「山の上ホテル」と「腰巻大賞」
今朝の日経「春秋」に東京・神田駿河台の山の上ホテル(Hilltop Hotel)が下水道料金をごまかしていたことが取り上げられている。池波正太郎、川端康成、三島由紀夫、壇一雄などが常連で、大物文人好みの「格」のあるホテルとして知られる。ところが、館内で使う井戸水の配管に計測メータを迂回する不正をしていた。このニュースは先日、マスコミが大きく取り上げた。同ホテルはクラシックホテルの一つで1936年(昭和11年)に完成した旧館のアール・デコ調の内外装はいまでは珍しい。
かつてこのホテルで毎年「日本腰巻文学大賞」授賞式が行われた。
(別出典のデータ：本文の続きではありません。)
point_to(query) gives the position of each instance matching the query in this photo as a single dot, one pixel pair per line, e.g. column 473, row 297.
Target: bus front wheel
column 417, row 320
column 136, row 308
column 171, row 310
雑誌「面白半分」の企画で、1973年の初受賞は山口瞳著「酒呑みの自己弁護」(新潮社)だった。「腰巻」というのは本のオビで、女子書店員に「腰巻落ちたよ」と言えば今ではセクハラ発言になると書店員が話していた。この授賞式にはほとんど参加した。小生の「人生師範」でもあるM先生が同社社長の佐藤嘉尚氏から「面白半分」立ち上げでも相談を受けていたので、いつも小生を一緒に連れて行ってくれたのだ。
会場には写真でしか見たことのない大作家や評論家、マスコミ関係者が溢れるように詰めかけ、酒盛りをしていた。挨拶も聞こえるのは最初の一人か二人だけで、あとはワイワイガヤガヤ。酒を飲むスピードがドンドン加速していくを唖然としてみていた。一瞬、場内が静かになった。詩人・金子光晴氏がやってきたのだ。この大御所には一目置かざるを得ないようだ。金子氏は演壇に上がり、十分に間合いを取りながら短い挨拶をした。すごい迫力だった。これが終わった瞬間から無礼講だった。